A PF finalizou o inquérito sobre a morte do “Sicário” e, nesta quinta-feira (23/4), entregou o resultado ao ministro André Mendonça, do Supremo Tribunal Federal (STF). O inquérito é sigiloso, mas o Metrópoles apurou que dois laudos toxicológicos feitos pela PF e pelo Instituto Médico-Legal (IML) de Minas Gerais deram negativos para uso de drogas.
Além do corpo, as roupas de Luiz Philipi Machado de Moraes Mourão foram testadas em busca de vestígios de drogas. Deu negativo.

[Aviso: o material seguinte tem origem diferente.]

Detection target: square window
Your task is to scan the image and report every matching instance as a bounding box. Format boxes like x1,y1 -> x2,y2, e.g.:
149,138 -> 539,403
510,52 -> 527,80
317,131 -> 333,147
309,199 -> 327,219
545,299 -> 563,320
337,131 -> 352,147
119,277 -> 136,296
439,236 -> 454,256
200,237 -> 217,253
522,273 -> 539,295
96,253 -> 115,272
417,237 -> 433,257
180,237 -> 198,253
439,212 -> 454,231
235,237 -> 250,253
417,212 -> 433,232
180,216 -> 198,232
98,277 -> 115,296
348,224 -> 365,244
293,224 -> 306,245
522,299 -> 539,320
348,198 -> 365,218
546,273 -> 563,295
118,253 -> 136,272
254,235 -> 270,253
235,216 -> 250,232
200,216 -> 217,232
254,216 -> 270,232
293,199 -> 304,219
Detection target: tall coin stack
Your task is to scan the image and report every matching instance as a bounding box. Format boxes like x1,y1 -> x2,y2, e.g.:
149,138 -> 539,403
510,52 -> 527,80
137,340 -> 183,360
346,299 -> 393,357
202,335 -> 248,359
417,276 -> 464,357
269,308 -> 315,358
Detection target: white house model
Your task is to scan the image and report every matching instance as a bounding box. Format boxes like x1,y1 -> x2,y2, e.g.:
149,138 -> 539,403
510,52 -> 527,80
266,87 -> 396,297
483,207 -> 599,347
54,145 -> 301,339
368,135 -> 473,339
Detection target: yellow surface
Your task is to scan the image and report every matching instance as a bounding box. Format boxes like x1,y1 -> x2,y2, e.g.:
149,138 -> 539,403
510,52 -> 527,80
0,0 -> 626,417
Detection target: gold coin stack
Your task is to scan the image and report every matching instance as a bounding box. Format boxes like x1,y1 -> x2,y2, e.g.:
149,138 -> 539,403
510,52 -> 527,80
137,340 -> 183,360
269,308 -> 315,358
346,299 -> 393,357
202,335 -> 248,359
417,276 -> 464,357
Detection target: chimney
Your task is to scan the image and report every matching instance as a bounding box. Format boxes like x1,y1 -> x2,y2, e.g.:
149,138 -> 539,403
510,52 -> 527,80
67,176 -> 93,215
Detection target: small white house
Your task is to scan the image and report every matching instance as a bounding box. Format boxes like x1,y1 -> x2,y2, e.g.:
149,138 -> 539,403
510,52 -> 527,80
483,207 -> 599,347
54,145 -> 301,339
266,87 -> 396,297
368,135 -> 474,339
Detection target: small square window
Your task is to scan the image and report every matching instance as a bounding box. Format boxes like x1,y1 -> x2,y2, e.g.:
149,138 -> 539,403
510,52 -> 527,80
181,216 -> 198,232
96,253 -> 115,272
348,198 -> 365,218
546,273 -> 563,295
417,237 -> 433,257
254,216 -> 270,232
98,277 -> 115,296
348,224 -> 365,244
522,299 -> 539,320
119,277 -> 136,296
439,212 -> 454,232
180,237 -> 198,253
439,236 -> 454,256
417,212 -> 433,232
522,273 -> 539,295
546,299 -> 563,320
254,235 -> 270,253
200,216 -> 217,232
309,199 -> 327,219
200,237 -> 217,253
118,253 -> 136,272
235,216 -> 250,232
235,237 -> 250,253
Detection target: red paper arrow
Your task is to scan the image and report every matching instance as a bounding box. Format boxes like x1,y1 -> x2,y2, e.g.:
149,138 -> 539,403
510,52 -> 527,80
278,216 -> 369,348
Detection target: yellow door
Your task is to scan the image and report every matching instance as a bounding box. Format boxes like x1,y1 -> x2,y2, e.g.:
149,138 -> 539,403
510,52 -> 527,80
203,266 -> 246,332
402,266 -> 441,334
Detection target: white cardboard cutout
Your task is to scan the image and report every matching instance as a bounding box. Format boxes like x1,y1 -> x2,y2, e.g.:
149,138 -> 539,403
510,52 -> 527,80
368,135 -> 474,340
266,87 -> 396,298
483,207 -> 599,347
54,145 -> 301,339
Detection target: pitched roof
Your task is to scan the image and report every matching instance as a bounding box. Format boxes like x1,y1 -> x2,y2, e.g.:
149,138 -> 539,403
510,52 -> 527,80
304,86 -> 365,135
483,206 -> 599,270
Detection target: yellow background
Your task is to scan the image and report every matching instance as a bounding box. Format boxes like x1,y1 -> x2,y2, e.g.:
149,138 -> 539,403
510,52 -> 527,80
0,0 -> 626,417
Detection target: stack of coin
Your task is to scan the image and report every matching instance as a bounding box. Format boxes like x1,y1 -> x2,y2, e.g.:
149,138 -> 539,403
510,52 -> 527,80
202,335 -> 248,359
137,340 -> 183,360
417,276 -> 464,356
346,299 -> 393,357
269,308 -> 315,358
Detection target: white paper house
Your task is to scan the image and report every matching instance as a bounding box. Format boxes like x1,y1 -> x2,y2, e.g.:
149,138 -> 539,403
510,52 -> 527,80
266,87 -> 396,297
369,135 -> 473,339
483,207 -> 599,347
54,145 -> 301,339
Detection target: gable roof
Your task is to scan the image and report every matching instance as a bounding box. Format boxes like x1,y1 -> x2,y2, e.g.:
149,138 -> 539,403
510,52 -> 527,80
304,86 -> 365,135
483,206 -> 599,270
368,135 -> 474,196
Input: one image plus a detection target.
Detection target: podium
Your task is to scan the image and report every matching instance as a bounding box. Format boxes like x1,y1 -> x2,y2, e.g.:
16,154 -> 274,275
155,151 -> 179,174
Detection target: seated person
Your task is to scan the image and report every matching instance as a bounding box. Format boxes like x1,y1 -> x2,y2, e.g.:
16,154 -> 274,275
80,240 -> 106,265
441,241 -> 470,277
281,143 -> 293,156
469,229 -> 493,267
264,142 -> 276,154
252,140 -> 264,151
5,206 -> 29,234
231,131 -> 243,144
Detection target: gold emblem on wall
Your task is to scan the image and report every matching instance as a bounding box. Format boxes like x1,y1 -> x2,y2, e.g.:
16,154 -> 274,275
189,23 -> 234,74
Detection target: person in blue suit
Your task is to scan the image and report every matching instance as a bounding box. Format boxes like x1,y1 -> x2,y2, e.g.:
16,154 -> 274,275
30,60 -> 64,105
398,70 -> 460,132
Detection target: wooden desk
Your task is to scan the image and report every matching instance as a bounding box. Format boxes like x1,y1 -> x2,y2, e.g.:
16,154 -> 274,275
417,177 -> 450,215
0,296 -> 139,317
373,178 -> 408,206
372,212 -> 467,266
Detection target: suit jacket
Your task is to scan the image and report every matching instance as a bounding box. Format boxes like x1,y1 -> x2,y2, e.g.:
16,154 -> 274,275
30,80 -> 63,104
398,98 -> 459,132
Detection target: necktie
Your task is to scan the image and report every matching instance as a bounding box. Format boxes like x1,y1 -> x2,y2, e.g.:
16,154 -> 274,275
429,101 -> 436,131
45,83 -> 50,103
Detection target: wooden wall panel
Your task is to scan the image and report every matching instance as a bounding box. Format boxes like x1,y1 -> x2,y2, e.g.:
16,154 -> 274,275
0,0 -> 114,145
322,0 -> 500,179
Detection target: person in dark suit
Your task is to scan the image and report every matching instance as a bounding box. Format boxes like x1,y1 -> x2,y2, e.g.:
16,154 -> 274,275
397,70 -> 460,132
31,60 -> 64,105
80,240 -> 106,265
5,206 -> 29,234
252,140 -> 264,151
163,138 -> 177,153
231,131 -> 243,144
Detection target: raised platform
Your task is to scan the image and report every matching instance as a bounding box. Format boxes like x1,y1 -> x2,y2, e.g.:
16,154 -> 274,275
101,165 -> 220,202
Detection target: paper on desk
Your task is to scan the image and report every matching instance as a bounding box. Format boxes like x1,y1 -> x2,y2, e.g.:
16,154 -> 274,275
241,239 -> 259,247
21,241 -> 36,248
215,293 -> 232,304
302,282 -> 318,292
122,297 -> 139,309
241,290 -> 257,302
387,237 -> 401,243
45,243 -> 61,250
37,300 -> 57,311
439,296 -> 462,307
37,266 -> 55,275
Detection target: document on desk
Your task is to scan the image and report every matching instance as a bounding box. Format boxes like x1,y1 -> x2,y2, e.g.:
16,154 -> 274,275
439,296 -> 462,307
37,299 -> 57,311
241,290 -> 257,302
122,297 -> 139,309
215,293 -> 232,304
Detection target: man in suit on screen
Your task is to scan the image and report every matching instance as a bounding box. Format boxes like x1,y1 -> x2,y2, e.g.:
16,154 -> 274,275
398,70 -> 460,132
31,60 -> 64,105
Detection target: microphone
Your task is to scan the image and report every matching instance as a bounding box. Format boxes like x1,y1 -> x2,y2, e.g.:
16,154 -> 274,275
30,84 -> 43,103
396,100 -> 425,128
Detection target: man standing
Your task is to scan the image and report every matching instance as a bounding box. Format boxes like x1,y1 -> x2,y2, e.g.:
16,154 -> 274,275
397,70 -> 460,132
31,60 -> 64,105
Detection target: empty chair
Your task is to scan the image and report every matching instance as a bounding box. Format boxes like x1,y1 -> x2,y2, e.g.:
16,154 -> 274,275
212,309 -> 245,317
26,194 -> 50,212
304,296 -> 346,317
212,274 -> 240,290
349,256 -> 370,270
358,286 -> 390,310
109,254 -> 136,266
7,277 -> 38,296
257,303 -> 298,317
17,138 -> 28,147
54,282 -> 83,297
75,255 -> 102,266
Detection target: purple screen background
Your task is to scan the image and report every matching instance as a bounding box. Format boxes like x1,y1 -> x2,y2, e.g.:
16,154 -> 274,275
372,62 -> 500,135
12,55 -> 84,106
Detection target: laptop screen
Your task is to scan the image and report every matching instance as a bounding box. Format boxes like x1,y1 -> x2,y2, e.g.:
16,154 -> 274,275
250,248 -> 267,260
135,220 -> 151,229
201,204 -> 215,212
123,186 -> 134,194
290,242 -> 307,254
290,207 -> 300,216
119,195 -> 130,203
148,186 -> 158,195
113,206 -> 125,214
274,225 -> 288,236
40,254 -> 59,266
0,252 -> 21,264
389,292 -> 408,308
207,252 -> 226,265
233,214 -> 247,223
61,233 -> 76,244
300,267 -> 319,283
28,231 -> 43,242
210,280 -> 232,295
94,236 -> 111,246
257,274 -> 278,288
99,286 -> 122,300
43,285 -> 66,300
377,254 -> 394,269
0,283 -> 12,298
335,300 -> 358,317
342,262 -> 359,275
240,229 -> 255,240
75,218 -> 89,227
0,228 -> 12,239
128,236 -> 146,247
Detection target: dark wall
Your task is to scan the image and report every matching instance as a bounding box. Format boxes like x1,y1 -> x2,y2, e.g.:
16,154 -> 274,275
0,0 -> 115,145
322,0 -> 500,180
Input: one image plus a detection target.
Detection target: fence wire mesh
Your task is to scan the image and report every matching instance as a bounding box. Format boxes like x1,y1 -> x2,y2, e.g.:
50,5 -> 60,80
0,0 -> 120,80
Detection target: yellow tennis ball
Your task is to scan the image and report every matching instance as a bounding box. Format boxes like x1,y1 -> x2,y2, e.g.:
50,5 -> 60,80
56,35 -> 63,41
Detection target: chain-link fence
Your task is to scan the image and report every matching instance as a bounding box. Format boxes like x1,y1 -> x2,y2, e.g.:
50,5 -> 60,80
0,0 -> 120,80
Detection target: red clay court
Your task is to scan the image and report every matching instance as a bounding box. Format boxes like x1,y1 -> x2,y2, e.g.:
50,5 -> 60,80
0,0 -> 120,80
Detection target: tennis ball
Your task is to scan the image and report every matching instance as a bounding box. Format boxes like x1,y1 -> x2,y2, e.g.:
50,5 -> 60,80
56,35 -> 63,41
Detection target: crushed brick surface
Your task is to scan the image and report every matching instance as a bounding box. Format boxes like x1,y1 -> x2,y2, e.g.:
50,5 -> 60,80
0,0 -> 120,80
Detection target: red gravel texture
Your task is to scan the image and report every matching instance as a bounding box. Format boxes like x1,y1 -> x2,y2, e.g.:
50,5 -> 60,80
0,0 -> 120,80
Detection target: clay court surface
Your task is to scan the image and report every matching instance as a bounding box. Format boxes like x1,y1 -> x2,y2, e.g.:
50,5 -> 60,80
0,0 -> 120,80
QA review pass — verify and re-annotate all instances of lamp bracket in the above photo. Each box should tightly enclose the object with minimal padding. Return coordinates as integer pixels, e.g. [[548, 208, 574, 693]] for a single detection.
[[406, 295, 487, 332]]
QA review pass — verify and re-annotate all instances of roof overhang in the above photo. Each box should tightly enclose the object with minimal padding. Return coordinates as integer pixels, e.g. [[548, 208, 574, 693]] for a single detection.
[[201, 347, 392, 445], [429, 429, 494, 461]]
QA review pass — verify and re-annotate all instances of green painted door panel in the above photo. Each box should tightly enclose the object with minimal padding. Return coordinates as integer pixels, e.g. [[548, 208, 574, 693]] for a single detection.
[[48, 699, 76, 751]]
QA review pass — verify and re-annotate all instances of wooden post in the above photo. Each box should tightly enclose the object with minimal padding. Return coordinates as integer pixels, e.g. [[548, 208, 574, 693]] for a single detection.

Mourão e Vorcaro foram presos no mesmo dia, 4 de março deste ano, na terceira fase da Operação Compliance Zero. Preso em Belo Horizonte, o “Sicário” de Vorcaro foi levado para a carceragem da Superintendência da PF na capital mineira para esperar transferência no mesmo dia para um presídio, mas não deu tempo.
O superintendente da PF em Minas Gerais, Richard Murad Macedo, viajou a Brasília nesta quinta com o delegado que presidiu esse inquérito para os dois entregarem o resultado pessoalmente no STF, onde correm as investigações relativas ao Banco Master, de Daniel Vorcaro.
No dia da prisão, policiais federais ainda tentaram reanimar o preso, que também foi atendido por socorristas do Samu antes de ser levado ao Hospital João XXIII, onde teve a morte cerebral confirmada dois dias depois.
Vorcaro está preso em Brasília e negocia acordo de delação premiada.